To apply this data in research, I can use pre-trained models, such as convolutional neural networks (CNN) or recurrent neural networks (RNN), to extract image and audio features. These features can be used to build models to analyze the relationship between text, images, and audio in posts and further understand misogyny in online forums.

Brian-W00 commented 4 months ago

Our research question is about the language differences between different types of communities. There might be some audio info; we could use the pre-trained model to transfer the audio information to text or use the pre-trained model to analyze the sentiment of the speaker directly.

Dededon commented 4 months ago

I'm curious about what are the implications of the CV techniques such as image inpainting or deepfake. We can conduct sociopsychology experiments with the generated images according to the text, or edited real-life images to see whether there's an effect on the political psychology

JessicaCaishanghai commented 4 months ago

Computer vision is a very heated topic. How can we construct the robustness test for those relatively new and cutting edge methods to further validate them ? Compared with other economic studies, it's lacks certain testing procedure.
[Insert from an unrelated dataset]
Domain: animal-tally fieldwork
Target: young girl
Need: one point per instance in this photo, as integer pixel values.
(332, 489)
cty20010831 commented 4 months ago

For me, I think I am interested in examining the dialogues between scholars during conference meeting, for instance. I am interested in how dialogues flow to facilitate knowledge generation. I do not know much about pre-trained models related to audio features, but I think they could definitely provide more insights than textual data (of dialogues) alone.

beilrz commented 4 months ago
  1. The image and audio data relevant to my final project is the news images or audio I found on news media . I believe news bias could not only manifest on the text of the news reporting, but also the choice of image and audio (video) of political figures. 2. My intuition is that news media will choose negative image for their political opponent. 3. I plan to use GPT-4V for this task. It is pre-trained, albeit not cheap. I feel I need a more comprehensive model to conduct a more model free analysis of the images. I could also consider use framework to extract emotion and expression of political figures, at a cheaper cost.
Vindmn1234 commented 4 months ago

The research would collect image data of various urban areas, capturing the presence and quality of green spaces. Audio recordings of ambient sounds in these areas could also be collected to gauge levels of noise pollution. By applying pre-trained neural networks, the study could efficiently analyze visual elements of greenery and audio indicators of tranquility or noise. The combined image and audio features, such as the amount of green space and the decibel levels, could then be correlated with survey data on community well-being, providing a multi-faceted view of the urban environment's impact on social health. This design integrates diverse data modalities to explore a complex social science question.

YucanLei commented 4 months ago

One thing would be the image or video data of perhaps a footage of the games. Or maybe the trailer of the game. The trailers can effectively determine consumer's expectations of the game. Thus heavily influencing the outcome of the sentiments when the game launched.